The Pennsylvania Whistleblower Law
The “Whistleblower Law” in Pennsylvania, 43 P.S. §1 421 et seq., is a law that impacts all employers, including municipalities and authorities, even though most do not even know it exists. Still, just because something is not prevalent does not mean it does not have the potential to have a great impact.
§1422 of the statute identifies a whistleblower as any “person who witnesses or has evidence of wrongdoing or waste while employed and who makes a good faith report of the wrongdoing or waste, verbally or in writing, to one of the person’s superiors, to an agent of the employer or to an appropriate authority”. It is important to note that the person making the report must believe it to be true, must not have any malice towards the subject of the report and must not receive or expect any personal benefit.
As a result of the holding in Rankin v. City of Philadelphia, 963 F. Supp. 463, 1995-1997 the Whistleblower Law is applicable to municipalities and authorities. The Court in Rankin declared a public body may be held liable for violation of the statute. Per the statute, a public body may be:
- A State officer, agency, department, division, bureau, board, commission, council, authority or other body in the executive branch of State government;
- A county, city, township, regional governing body, council, school district, special district or municipal corporation, or a board, department, commission, council or agency;
- Any other body which is created by Commonwealth or political subdivision authority or which is funded in any amount by or through Commonwealth or political subdivision authority or a member or employee of that body.
The employee, or someone acting on his/her behalf, is afforded certain protections, precluding the employer from discharging, threatening, discriminating or retaliating against the employee relative to the employee’s compensation, terms, conditions, location or privileges. These restrictions upon the employer are not only for protection of the employee already making a report but also the employee preparing to make such a report. In addition, the employer cannot discriminate against an employee who is requested by a regulatory or law enforcement authority to participate in an investigation, hearing or inquiry.
Should an employee who makes a report find himself/ herself the victim of retaliatory action, the employee has one hundred eighty (180) days to pursue a civil action for relief under this statute.

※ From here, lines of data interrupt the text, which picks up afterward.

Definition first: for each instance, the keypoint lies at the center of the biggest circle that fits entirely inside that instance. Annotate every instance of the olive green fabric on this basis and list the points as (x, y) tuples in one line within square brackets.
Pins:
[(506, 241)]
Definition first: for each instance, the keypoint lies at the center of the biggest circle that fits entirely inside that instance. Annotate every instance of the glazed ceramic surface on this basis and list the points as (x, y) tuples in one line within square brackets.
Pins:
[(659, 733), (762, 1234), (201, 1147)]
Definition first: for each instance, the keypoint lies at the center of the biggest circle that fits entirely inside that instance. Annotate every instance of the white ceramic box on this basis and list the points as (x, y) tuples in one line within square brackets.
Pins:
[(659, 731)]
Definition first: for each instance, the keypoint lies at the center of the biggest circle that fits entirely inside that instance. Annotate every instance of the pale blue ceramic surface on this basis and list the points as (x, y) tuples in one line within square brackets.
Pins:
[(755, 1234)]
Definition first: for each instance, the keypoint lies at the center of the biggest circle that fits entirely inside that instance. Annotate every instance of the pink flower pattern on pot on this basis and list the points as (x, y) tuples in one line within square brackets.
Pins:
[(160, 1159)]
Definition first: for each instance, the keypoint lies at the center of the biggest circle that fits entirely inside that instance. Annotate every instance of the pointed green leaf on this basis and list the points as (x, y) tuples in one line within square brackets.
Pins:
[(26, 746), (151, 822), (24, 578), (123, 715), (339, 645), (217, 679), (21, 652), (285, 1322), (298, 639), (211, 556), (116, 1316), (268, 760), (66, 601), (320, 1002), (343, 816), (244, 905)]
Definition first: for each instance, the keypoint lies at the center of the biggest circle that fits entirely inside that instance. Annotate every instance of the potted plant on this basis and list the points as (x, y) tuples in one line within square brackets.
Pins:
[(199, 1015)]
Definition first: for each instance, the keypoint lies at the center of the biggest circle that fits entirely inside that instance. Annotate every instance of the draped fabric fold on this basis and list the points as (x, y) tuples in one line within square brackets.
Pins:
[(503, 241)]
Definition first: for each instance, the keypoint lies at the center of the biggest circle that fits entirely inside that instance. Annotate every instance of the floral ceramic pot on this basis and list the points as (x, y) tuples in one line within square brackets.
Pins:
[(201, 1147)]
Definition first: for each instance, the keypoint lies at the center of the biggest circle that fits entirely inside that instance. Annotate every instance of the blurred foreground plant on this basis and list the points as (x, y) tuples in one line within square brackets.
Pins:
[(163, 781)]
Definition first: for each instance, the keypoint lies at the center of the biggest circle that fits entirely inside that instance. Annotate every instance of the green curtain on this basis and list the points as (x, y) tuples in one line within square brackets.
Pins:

In presenting his/her case, the employee must show, by a preponderance of the evidence, that before the alleged reprisal, such as reduction in pay, demotion or termination, the employee, or someone acting on the employee’s behalf, was in the process of making the good faith report to any of the aforementioned individuals or entities. That is, the evidence must show the alleged reprisal was directly connected to the employee’s actual or intended reporting. Conversely, the employer must show by a preponderance of the evidence the termination or other alleged reprisal was done separately from the actual or intended reporting.
As with other concerns of employment, the statute requires the employer to post notices and use other means to keep employees informed of the protections and obligations under the Whistleblower Law.